Saturday, September 1, 2018

WHAT IS GOING ON?

America's crazy special purpose Senator from Arizona, who did have that special X FACTOR, will be buried on Sunday with full politically correct military honors. Because that will be the day when America's fake birth certificate culture of the 1964 civil rights negro act will also be buried for all intents and purposes.
You Jew me in the ass, I Jew you in the vagina. "Fuck you very much..." THE KING OF NEW YORK.
Talk about breaking fake news deadlines on MSNBC er all; i.e. "Buy now, pay later!
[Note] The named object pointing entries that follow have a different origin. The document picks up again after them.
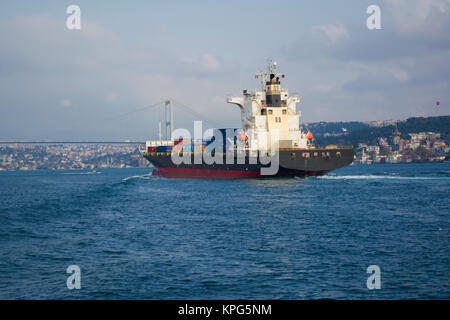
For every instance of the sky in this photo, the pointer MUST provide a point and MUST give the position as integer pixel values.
(57, 83)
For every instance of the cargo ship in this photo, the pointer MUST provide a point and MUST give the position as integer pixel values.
(269, 144)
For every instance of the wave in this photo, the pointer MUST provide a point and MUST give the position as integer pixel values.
(81, 173)
(144, 176)
(379, 177)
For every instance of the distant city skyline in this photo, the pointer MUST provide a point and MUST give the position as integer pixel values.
(85, 84)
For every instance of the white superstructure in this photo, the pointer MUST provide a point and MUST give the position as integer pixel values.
(269, 115)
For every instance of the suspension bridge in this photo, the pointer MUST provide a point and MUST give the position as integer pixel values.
(167, 122)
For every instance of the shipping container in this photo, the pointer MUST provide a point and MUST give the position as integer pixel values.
(164, 148)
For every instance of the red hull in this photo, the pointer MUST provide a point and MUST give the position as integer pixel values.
(225, 174)
(204, 173)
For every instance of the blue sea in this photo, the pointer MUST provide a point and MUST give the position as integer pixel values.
(135, 236)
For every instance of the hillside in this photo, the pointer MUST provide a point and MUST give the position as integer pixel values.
(359, 132)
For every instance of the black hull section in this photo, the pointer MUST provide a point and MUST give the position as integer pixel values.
(302, 163)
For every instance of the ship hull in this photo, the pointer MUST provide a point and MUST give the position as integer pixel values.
(300, 163)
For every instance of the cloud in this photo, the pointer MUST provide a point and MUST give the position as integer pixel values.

Prices like these won't last forever!!" paraphrasing the phony boloney dude's pick up lines at the bar in SIDEWAYS.
GSR|TWN
SEINFELD NOTES: Another one of this series' top ten is the one where the shortish Korean War vet in Queens goes crazy after he finds out that you know who has been messing with his precious collection of liberal TV GUIDE magazines.
PS JENNIFER ANISTON: What's new pussy cat?
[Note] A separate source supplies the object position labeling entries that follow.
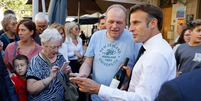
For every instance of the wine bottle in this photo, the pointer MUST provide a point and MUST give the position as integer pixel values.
(118, 78)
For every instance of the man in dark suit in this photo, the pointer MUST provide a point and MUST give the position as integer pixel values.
(7, 90)
(183, 88)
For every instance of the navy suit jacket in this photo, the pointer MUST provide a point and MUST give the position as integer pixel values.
(186, 87)
(7, 90)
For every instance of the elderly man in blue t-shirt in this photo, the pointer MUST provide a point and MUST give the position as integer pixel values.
(108, 49)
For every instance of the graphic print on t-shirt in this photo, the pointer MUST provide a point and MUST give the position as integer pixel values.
(197, 57)
(109, 55)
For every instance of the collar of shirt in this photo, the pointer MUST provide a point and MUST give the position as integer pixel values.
(149, 43)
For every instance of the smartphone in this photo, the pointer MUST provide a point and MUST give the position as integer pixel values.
(64, 66)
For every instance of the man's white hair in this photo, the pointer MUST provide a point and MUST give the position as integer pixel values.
(41, 17)
(50, 34)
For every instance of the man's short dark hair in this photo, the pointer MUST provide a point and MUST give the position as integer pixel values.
(194, 24)
(102, 17)
(21, 57)
(153, 12)
(8, 12)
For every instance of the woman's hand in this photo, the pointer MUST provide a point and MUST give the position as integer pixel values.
(67, 70)
(54, 71)
(78, 55)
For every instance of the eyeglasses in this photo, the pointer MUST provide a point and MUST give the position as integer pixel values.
(17, 66)
(77, 29)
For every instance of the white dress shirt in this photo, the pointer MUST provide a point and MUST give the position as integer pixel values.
(156, 66)
(74, 48)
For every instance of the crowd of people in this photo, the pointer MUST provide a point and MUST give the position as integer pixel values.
(32, 54)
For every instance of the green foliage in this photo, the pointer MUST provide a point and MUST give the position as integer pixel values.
(20, 7)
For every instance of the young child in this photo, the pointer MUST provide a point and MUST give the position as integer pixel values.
(20, 63)
(188, 55)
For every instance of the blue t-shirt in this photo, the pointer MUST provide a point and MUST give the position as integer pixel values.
(39, 69)
(109, 55)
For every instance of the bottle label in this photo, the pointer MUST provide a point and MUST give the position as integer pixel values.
(114, 83)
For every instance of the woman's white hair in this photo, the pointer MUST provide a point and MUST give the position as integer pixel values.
(50, 34)
(41, 17)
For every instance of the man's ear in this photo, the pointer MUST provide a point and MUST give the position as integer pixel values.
(153, 23)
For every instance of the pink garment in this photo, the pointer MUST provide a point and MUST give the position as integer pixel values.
(9, 54)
JOHN MCCAIN WAS A VERY STRANGE MAN


"You're a funny guy..." David Lynch to the John McCain look alike Republican party man Jay Leno.
Wherefore, apostate christian monogomy is largely to blame for the single sons and daughters of Israel having to go out and seek after strange flesh at 2bc.info.
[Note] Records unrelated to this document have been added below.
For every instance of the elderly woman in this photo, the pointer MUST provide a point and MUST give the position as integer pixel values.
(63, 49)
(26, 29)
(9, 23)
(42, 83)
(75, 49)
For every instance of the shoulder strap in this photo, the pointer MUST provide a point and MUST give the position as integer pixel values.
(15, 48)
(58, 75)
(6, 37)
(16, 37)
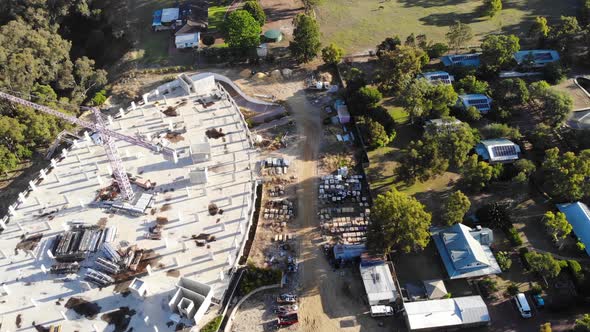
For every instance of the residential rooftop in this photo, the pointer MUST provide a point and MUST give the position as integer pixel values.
(498, 150)
(465, 252)
(68, 193)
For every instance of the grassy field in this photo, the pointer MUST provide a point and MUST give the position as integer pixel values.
(216, 14)
(358, 25)
(384, 161)
(153, 44)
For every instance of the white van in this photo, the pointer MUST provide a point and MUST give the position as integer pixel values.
(523, 305)
(381, 310)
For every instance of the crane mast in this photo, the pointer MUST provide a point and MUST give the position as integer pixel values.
(107, 136)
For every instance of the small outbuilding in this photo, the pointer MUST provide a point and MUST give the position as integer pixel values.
(498, 150)
(446, 314)
(462, 60)
(342, 110)
(379, 284)
(481, 102)
(578, 215)
(438, 77)
(273, 36)
(190, 40)
(536, 58)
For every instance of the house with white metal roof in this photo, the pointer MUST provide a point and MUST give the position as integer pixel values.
(578, 215)
(454, 313)
(435, 77)
(498, 150)
(536, 58)
(463, 60)
(466, 252)
(379, 283)
(482, 102)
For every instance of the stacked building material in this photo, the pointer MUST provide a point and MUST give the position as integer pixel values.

For example, citizen McCain was nothing, if he was not your typical Tempe, Arizona type Jack mormon Republican. I.e. clean looking with LDS temple recommend on the outside; total asshole motherfucker on the inside.
Remember, President Kimball was from the same area. And he too was too short by half. Who no longer could speak up for the white man in ALMA 9 because of his DEEP THROAT cancer condition.
In confirmation of the infamous porno film that came out at the same time that he gave the down low negro the higher priesthood.
Forget about the Catholic priesthood's moral ambivolancy problems. What about the mormon priesthood's more serious man problems? Which is even a bigger deal because the LDS church is the real deal.
Meanwhile THE CLASH was everywhere on radio. Warning the kids in LONDON CALLING to wake up and smell the coffee in EZEKEIL 38 meets ALMA 38.
GSR|TWN
INSIDE BASEBALL NOTES: Crazy Bob is A SERIOUS MAN meets AN IRRATIONAL MAN. Which I guess is supposed to play out this winter in FARGO meets THE INVISIBLE MAN.
Since every other prophetic dream that I have had for the past ten years occurrs during winter time; circa MARK 14.
PS JIM CARREY: Still not feeling It? How about a talk show to end all talk shows on YouTube?
You do look kind of like a very serious Canadian man sometimes who has a really crazy side to him. Timing is everything. Plus, if some exceptional acting job offer comes along, you could just get a guest host to fill in for a couple weeks.
People are looking for something different and extra special nowadays.